Beaucoup de disciplines aujourd'hui proposent de travailler sur l’écoute intérieure pour une meilleure connaissance de soi. Pour ma part mes entraînements assidus de la danse de couple, ainsi que le retour d’expérience de personnes pratiquant des disciplines très variées, m’ont permis de prendre conscience que toute activité impliquant le corps et pratiquée de façon régulière, conduit ses adeptes à affiner leur conscience corporelle et à relier le corps à l’esprit. Cela inclut aussi les activités qui engagent le corps de façon peut-être moins manifeste pour certaines, comme la musique, le chant, la peinture ou même le jardinage par exemple. Cette compétence inconsciente mériterait cependant un accompagnement éclairé pour en tirer pleinement parti ; ce en quoi peuvent aider les disciplines incluant différentes formes de méditation, de pratiques psycho-corporelles ou les simples relations d’aide impliquant une approche somatique. Tout comme le cerveau a besoin de nourriture intellectuelle pour se développer, le corps pour cette même raison a besoin d’expérimenter et de pratiquer. Je ne parle pas ici de performance, mais de donner l’occasion à son corps de se découvrir, de se révéler et de s’épanouir dans l’expression de soi.

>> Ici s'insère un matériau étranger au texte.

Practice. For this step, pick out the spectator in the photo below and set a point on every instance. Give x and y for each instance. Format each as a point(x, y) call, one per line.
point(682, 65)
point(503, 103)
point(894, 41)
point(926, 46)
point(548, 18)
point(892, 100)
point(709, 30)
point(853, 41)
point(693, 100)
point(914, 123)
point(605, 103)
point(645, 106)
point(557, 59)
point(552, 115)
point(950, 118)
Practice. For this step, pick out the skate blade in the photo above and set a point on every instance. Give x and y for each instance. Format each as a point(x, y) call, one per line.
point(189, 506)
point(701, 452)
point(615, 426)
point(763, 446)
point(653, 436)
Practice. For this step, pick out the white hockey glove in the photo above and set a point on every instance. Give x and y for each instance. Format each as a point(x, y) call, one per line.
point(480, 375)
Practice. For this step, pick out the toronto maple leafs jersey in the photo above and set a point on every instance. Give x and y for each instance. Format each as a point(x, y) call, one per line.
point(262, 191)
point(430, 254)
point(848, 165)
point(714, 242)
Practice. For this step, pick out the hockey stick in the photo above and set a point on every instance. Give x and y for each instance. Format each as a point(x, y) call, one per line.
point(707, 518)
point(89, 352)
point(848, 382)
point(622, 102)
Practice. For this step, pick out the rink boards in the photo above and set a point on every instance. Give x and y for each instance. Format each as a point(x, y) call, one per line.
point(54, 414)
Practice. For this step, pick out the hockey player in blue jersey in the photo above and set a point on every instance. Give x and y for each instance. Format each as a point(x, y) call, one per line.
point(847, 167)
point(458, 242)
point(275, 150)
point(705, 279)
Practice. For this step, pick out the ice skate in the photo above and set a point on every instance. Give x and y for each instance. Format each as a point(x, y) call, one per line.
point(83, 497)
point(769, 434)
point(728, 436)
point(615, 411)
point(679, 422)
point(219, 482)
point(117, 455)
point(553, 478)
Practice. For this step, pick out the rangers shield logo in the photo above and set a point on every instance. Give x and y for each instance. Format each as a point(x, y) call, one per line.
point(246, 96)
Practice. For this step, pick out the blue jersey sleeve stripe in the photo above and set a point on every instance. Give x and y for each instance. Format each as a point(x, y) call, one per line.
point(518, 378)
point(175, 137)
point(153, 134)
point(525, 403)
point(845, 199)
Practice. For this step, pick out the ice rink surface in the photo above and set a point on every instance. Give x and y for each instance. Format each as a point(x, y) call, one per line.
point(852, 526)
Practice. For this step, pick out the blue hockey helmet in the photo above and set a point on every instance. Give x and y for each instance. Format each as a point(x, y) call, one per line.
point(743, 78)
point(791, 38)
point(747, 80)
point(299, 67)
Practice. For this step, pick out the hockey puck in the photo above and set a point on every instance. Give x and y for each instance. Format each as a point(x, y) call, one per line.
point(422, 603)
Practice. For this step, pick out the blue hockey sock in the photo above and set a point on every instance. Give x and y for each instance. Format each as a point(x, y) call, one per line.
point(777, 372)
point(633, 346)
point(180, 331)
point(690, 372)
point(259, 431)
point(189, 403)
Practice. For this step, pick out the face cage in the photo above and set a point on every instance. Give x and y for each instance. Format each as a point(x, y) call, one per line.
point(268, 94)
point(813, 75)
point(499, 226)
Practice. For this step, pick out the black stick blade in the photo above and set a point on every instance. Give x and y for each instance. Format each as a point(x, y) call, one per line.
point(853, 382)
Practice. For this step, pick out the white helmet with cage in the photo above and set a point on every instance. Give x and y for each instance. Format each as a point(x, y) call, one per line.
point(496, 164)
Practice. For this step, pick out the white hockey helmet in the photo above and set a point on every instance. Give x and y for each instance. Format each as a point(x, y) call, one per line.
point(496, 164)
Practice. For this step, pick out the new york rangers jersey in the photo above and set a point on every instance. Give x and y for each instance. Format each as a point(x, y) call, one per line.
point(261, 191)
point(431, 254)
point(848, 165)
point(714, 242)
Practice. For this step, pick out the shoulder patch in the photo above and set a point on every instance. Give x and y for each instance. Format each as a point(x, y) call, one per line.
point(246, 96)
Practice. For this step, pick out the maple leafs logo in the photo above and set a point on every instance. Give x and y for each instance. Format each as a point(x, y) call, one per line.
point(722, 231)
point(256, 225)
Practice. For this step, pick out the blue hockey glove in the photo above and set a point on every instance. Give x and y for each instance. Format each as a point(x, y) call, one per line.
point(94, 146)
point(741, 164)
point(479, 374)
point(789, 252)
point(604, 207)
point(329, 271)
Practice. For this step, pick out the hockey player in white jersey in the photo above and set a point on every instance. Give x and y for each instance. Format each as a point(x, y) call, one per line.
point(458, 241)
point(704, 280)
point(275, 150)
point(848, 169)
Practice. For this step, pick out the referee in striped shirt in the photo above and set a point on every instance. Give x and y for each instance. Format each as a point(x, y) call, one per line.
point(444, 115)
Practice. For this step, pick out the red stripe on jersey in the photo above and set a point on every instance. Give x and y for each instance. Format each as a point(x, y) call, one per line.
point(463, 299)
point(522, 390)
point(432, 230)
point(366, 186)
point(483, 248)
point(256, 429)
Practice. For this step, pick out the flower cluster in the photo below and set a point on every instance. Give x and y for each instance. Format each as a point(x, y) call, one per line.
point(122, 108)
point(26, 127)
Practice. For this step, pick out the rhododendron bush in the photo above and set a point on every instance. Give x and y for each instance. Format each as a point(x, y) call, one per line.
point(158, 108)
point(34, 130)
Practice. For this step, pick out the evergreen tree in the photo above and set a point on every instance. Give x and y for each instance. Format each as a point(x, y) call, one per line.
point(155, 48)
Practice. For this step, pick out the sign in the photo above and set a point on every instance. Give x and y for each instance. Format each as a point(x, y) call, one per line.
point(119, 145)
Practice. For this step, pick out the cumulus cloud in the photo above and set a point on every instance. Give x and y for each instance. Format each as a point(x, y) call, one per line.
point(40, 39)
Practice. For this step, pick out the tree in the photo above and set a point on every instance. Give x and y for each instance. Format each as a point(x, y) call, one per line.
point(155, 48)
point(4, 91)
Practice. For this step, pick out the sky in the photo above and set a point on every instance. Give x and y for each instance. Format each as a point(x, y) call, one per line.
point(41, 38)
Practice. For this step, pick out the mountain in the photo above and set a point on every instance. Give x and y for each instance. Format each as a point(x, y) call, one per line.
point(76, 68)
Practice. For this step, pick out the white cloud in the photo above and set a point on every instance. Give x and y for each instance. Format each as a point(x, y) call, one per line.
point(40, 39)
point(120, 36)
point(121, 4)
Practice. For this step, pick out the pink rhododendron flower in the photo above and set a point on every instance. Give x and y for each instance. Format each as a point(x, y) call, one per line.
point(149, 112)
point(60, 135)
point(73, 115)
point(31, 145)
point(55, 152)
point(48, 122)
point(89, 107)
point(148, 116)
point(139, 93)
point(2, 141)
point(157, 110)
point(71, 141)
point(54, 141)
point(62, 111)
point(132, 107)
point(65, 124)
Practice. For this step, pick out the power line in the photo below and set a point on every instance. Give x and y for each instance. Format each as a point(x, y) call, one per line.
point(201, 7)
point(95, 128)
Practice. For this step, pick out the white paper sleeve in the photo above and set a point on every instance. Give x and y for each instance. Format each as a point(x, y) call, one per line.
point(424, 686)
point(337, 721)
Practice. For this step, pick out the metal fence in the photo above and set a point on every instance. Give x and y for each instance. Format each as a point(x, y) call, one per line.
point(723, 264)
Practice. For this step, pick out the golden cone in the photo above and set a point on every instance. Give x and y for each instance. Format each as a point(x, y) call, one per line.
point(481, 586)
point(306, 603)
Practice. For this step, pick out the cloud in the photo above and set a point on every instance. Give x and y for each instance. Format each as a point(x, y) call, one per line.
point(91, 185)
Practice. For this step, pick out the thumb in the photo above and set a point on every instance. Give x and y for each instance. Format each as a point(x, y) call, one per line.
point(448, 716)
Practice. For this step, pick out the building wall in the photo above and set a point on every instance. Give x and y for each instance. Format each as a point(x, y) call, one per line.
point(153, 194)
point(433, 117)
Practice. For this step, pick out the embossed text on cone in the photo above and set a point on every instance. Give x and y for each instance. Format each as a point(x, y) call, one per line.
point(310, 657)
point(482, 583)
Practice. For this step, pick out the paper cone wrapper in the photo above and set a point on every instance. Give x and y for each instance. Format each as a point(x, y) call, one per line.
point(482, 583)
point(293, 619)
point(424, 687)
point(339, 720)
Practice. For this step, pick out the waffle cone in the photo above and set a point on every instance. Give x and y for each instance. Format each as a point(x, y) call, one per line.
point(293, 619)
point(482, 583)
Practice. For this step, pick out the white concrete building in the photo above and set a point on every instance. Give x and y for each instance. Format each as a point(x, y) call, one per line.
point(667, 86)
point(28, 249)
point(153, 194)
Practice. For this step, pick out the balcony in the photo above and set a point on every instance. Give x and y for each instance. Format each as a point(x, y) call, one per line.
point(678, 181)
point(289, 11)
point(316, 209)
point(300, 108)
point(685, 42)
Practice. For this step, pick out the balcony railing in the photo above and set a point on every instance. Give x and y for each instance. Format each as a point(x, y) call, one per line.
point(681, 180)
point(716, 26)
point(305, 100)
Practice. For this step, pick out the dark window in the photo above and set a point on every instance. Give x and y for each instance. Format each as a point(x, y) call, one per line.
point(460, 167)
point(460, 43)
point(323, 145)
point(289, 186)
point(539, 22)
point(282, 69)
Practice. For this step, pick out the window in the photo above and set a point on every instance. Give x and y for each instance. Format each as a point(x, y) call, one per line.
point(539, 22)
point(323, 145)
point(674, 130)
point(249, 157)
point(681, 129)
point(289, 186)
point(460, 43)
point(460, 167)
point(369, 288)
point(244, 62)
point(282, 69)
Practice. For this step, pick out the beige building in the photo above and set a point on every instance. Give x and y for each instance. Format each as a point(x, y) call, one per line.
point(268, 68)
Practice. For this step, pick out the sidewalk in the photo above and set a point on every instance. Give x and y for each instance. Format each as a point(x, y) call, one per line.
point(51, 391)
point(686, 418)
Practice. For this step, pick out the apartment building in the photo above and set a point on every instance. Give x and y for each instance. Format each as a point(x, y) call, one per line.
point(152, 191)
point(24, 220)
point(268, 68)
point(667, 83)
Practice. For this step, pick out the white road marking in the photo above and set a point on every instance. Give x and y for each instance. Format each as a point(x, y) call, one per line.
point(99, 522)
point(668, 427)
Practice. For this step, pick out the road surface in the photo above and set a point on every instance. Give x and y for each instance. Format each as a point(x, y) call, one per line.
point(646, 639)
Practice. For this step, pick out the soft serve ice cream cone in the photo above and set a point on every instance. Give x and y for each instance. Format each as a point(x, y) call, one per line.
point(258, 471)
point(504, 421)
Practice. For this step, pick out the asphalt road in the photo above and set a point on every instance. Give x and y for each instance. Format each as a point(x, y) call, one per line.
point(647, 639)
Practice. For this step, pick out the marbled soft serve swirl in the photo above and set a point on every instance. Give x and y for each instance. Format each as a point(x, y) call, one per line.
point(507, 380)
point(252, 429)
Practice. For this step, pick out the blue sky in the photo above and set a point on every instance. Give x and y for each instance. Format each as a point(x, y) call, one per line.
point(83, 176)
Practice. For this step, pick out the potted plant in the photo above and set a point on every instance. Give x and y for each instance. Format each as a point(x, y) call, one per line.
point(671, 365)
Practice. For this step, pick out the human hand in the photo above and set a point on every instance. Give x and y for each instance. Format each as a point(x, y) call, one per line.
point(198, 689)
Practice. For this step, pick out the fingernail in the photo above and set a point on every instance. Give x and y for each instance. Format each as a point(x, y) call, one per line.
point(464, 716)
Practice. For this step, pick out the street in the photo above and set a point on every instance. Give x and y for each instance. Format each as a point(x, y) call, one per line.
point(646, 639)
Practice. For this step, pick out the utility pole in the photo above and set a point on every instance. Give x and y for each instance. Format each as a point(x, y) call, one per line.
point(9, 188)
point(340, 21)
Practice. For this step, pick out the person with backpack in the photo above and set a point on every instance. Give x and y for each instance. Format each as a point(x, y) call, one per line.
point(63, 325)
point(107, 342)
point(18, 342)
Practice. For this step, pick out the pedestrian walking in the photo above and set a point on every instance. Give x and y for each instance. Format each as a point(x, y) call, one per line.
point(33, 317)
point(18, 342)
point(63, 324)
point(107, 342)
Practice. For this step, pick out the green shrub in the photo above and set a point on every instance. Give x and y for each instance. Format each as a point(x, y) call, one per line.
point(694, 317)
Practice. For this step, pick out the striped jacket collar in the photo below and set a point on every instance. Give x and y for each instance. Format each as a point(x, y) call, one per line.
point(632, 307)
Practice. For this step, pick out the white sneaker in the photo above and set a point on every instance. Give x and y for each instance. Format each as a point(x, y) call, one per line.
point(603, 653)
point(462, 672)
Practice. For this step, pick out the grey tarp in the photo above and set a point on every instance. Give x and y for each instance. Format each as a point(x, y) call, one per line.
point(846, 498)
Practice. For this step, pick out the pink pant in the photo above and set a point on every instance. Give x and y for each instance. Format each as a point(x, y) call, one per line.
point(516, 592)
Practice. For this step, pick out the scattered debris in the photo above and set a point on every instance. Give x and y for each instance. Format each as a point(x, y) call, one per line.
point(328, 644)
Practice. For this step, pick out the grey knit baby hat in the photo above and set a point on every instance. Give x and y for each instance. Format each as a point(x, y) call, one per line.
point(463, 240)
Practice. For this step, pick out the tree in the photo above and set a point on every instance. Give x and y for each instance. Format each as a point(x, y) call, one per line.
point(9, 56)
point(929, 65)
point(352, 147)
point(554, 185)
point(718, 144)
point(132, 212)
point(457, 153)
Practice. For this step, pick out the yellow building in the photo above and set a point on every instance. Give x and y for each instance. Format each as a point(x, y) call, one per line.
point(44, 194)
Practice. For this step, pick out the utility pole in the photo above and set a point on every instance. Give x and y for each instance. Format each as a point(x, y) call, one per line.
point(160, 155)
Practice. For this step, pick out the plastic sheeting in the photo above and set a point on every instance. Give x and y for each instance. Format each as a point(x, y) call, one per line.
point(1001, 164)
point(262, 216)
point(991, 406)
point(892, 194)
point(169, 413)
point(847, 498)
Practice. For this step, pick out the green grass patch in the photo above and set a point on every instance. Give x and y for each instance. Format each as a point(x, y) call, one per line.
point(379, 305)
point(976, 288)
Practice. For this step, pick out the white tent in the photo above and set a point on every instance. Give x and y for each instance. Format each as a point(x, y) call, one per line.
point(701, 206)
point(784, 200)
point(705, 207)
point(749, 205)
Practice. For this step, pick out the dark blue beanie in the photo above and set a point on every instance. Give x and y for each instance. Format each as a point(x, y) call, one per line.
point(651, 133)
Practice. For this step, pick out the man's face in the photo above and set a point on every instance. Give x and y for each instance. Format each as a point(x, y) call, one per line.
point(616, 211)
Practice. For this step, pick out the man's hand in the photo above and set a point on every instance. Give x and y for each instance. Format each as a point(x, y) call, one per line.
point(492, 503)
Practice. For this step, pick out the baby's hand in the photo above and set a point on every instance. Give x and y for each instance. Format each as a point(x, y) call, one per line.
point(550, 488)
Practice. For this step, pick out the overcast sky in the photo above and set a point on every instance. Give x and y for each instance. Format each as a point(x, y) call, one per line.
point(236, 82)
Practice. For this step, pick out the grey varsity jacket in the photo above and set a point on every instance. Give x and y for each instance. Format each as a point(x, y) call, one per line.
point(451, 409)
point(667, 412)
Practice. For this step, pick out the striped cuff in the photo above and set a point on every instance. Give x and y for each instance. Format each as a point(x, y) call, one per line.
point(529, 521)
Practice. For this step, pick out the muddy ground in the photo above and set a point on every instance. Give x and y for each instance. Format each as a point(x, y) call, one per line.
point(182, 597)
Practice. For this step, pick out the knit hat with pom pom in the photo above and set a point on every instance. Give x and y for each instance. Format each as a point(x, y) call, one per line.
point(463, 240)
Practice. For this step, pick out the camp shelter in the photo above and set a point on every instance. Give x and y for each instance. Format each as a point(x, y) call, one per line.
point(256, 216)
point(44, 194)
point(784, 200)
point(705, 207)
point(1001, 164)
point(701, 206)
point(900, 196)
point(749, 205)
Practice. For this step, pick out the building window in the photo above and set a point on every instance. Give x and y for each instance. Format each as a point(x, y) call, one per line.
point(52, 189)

Prendre soin de soi et de son corps c’est le respecter afin de respecter sa personne. Une affirmation simple et pourtant assez peu mise en application par la plupart d’entre nous. Ce respect implique d’être à son écoute : un moyen majeur pour prendre soin de soi et de se gratifier. Entrer en résonance avec son vécu interne pourrait nous faire comprendre les subtilités de notre mode de fonctionnement et nous aider surtout à identifier nos besoins profonds. Notre corps et ses sens ont emmagasiné beaucoup d’informations depuis notre petite enfance. Contrairement au néocortex qui a une mémoire sélective, le corps lui ne fait pas de tri. Il enregistre tous les stimuli que ses sens lui font parvenir et les mémorise (cf. A. Damasio). Il serait dommage de négliger cet atout, d’autant que le corps thésaurise tant qu’il est vivant et que parmi ses incroyables ressources, il a la capacité de réactualiser certaines de ses données. Vous connaissez sûrement certaines méthodes d’affirmations positives permettant d’influencer sur l’humeur et la perception de soi parmi lesquelles celle du psychologue Thomas Velten par exemple. Sur ce même principe, en modifiant sa posture et son attitude de façon consciente et volontaire, il est tout à fait probable d’influencer son état d’esprit et la perception de soi. En redressant son torse et son port de tête, en souriant, même si le cœur n’y est pas et en prenant conscience de la vigueur de son corps, entre autres, il est tout à fait possible d’interférer et de modifier son état interne (cf. théorie de Bem). Ces postures et attitudes créeraient des ressentis positifs que notre intelligence sensorielle ne manquera pas de mémoriser et de possiblement positionner de façon prépondérante dans nos comportements préférentiels pour peu qu’il s’agisse d’une pratique régulière. Toutefois une simple attention à soi, à ses sensations, à ses ressentis est déjà une reconnexion à soi ; et cette reconnaissance est en soi le début d’une restauration de l’estime de soi.